Swim Meet Officials

Below is an explanation of the various officials at a swim meet.  All MCSL swimming officials are volunteers, most of them parents of current swimmers.  Each team must provide certain officials for each meet so it is important that we at Inverness have a good sized group of parents certified in the official positions.  Please visit the MCSL Web site to sign up for a certification clinic held each year in late May and early June. 

Officials are present at all competitions to implement the technical rules of swimming and to ensure that the competition is fair and equitable. Officials attend clinics, pass a written test and work meets before being certified. All parents are encouraged to get involved with some form of officiating.


Timers — operate timing devices (watches or automatic timing systems) and record the official time for the swimmer in his lane.

Turn Judges — observe from each end of the pool and ensure that the turns and  finishes comply with the rules applicable to each stroke.

Stroke Judges - observe from both sides of the pool, walking abreast of the swimmers, to ensure that the rules relating to each stroke are being followed. 

The positions of Stroke Judge and Turn Judge may be combined into one position called the Stroke and Turn Judge.

Relay Takeoff Judges - stand beside the starting blocks to observe the relay exchange, ensuring that the feet of the departing swimmer have not lost contact  with the block before the incoming swimmer touches the end of the pea1.
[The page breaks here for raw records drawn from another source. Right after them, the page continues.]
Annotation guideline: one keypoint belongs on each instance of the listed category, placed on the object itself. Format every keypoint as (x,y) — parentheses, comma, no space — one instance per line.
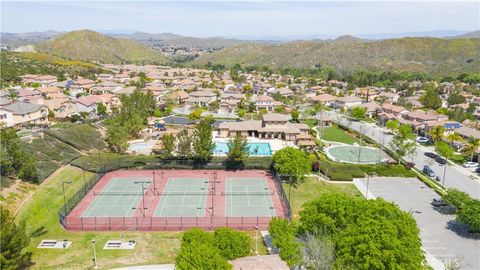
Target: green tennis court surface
(354,154)
(248,197)
(183,197)
(119,198)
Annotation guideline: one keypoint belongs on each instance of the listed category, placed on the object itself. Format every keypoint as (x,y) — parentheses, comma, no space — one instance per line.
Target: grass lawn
(335,134)
(311,189)
(40,214)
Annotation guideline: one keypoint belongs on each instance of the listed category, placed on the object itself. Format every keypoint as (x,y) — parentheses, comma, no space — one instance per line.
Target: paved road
(441,236)
(455,177)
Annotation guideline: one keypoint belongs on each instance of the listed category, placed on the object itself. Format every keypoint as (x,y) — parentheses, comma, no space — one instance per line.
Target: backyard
(335,134)
(311,188)
(40,214)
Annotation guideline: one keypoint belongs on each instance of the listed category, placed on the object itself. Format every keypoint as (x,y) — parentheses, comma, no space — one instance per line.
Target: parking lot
(441,236)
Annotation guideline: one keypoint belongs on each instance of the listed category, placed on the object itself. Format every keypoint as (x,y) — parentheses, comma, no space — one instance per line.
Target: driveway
(441,236)
(454,177)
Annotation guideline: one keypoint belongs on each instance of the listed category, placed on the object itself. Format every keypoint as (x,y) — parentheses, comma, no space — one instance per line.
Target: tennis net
(111,193)
(253,193)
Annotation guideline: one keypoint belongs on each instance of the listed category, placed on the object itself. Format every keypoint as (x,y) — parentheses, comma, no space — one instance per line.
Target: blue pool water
(140,147)
(255,149)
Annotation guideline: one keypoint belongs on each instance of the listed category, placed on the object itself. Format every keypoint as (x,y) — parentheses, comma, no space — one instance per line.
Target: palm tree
(437,133)
(473,144)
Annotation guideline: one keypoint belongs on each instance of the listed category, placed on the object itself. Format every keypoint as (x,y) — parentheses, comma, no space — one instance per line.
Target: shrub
(283,235)
(232,244)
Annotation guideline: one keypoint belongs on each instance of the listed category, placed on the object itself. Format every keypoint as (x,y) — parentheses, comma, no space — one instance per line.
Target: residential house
(6,118)
(27,113)
(284,92)
(267,103)
(347,102)
(323,99)
(61,107)
(272,126)
(200,98)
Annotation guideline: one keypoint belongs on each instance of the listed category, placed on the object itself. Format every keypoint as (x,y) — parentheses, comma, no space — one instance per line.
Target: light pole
(64,199)
(143,194)
(444,172)
(256,240)
(94,255)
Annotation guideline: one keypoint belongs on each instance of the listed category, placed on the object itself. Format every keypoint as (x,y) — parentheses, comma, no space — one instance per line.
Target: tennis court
(354,154)
(119,198)
(183,197)
(248,197)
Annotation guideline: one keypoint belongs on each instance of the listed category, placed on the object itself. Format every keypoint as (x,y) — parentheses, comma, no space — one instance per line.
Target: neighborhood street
(455,176)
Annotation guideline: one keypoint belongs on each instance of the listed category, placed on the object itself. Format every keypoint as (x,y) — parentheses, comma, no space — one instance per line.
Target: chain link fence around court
(166,223)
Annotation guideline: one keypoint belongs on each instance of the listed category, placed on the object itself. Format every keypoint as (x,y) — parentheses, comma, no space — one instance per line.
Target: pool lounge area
(255,149)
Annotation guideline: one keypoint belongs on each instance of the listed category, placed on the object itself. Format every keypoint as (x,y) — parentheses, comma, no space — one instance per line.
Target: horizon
(267,19)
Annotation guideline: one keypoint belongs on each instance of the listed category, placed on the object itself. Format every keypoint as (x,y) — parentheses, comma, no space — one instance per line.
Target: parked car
(428,171)
(441,160)
(438,202)
(423,139)
(470,164)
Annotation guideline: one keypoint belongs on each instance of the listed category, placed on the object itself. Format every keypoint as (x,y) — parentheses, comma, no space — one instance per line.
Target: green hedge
(81,136)
(111,162)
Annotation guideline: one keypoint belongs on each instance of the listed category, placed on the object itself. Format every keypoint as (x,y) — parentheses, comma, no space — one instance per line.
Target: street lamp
(94,255)
(256,240)
(64,200)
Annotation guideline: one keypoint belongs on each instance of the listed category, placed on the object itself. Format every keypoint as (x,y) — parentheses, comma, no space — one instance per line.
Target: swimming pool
(255,149)
(140,147)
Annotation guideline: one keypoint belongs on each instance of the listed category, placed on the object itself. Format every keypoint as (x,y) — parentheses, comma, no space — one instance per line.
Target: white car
(470,164)
(422,140)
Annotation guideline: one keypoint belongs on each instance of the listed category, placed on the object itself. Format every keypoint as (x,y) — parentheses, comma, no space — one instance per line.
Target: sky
(242,18)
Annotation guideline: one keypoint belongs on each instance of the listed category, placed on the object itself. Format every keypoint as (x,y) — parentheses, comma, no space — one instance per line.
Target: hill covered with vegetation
(14,64)
(92,46)
(438,56)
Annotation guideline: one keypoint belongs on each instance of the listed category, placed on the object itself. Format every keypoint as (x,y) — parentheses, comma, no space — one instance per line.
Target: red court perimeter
(212,219)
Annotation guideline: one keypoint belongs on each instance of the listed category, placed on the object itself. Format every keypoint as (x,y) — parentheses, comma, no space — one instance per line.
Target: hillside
(170,39)
(13,65)
(439,56)
(92,46)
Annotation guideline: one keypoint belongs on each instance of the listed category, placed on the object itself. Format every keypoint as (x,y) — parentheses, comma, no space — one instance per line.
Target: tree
(15,240)
(283,238)
(456,198)
(318,252)
(402,143)
(203,144)
(473,144)
(292,162)
(232,244)
(431,99)
(238,149)
(101,109)
(117,137)
(295,114)
(437,133)
(196,114)
(392,125)
(184,145)
(367,234)
(358,112)
(444,149)
(168,145)
(455,98)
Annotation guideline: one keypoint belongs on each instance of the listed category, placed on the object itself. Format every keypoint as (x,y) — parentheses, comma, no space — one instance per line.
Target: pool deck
(275,144)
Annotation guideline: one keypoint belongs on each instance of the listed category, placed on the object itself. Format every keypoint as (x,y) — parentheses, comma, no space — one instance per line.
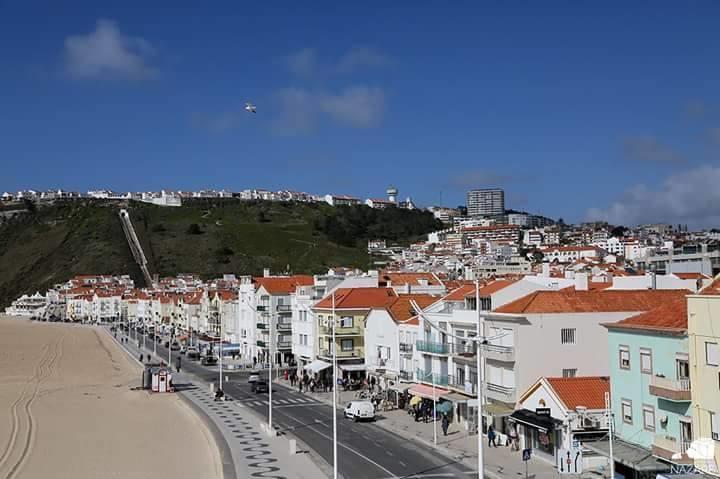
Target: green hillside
(50,244)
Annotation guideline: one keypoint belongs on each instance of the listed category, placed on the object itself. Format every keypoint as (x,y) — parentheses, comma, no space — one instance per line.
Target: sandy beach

Clerk of the Course — arranges the swimmers in their proper heats and lanes.

Starter — assumes control of the swimmers from the Referee, directs them to "take your mark’ and sees that no swimmer is in motion prior to giving the start signal.

Referee — has overall authority and control of the competition, ensuring that all  the rules are followed; assigns and instructs all officials, and decides all questions relating to the conduct of the meet.

If your child is disqualified (DQ’d) in an event, be supportive rather than critical. For beginning swimmers, a disqualification should be treated as a learning experience,  not as punishment. A DQ alerts the swimmer and the coach to what portions of the swimmer’s stroke need to be corrected. They should be considered in the same light as an incorrect answer in schoolwork. They point out areas which need further practice.

The DQ is necessary to keep the competition fair and equitable for all other competitors. A supportive attitude on the part of the official, the coach, and the parent can also keep it a positive experience for the DQ’d swimmer.